Transparency in litigation finance is a hot topic. Many are pushing for more disclosure regarding the identity of who is funding litigation.
In June court officials proposed amendments to an existing rule which deals with the disclosure of interested parties in a case. They suggested adding funders to this list. However, on the 23rd of January, the court decided disclosure is only necessary in class-action cases.
It is unlikely this will have a huge impact on funders. Litigation funders rarely back class-action suits given the risks associated with this asset. The increased complexity given the number of parties involved is usually a deterrent.

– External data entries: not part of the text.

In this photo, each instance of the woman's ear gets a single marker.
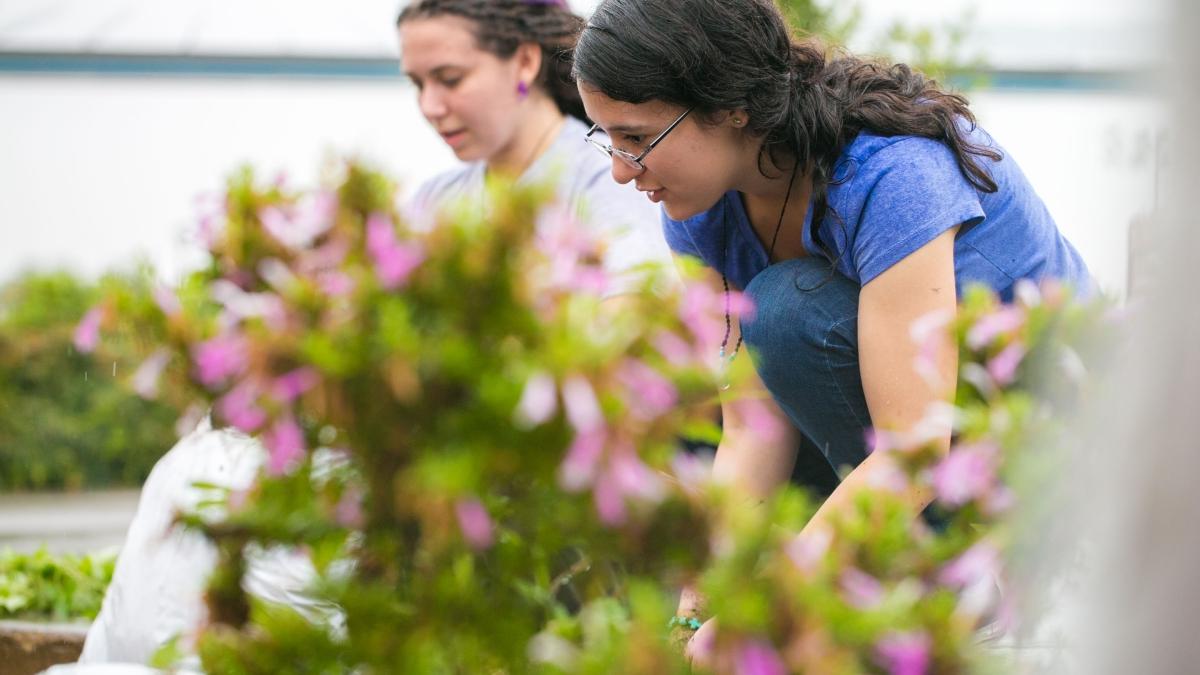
(528, 61)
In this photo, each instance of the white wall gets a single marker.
(94, 171)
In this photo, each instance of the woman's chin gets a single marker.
(676, 210)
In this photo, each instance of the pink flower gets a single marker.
(579, 469)
(1002, 368)
(394, 262)
(475, 524)
(979, 561)
(298, 226)
(335, 284)
(291, 386)
(145, 378)
(167, 300)
(989, 327)
(87, 333)
(582, 407)
(904, 653)
(285, 442)
(277, 274)
(190, 419)
(966, 473)
(808, 550)
(634, 478)
(609, 500)
(241, 305)
(539, 401)
(323, 257)
(220, 358)
(652, 394)
(348, 512)
(859, 589)
(759, 657)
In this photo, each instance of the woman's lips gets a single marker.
(454, 138)
(655, 195)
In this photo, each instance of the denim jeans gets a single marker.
(803, 339)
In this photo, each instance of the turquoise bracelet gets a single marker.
(689, 622)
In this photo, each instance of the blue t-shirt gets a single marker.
(889, 196)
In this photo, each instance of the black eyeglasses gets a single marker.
(630, 160)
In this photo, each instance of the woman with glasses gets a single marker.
(845, 197)
(493, 81)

“For us and for our business, it will have a very little effect…We’re pleased to see the court taking an incremental approach on this”
– Travis Lenkner, a managing director with the international litigation finance firm Burford Capital.
28% of private-practice lawyers in the U.S. said their firms used litigation finance in 2016. The data comes from a survey conducted by Burford. That’s four times as much as in 2013.
The industry has faced criticism. Many obsessed with the idea that it supports frivolous or spurious litigation. However, it is crucial for firms to pick cases that have merit. Without this, they risk losing the case and substantial amounts of their fund’s money.
Access to justice is the most important element of litigation funding. With rising costs, many see this industry as provided a service for social good.
“You talk to a business owner or a patent holder whose life has been destroyed by someone and they can’t afford to fight back. That’s where we come in…You meet with people whose cases you’ve funded, and you realize that it’s a social good to allow people to use our super-expensive judicial system.”
– Matthew Harrison, an investment manager and legal counsel in San Francisco for litigation funding firm Bentham IMF.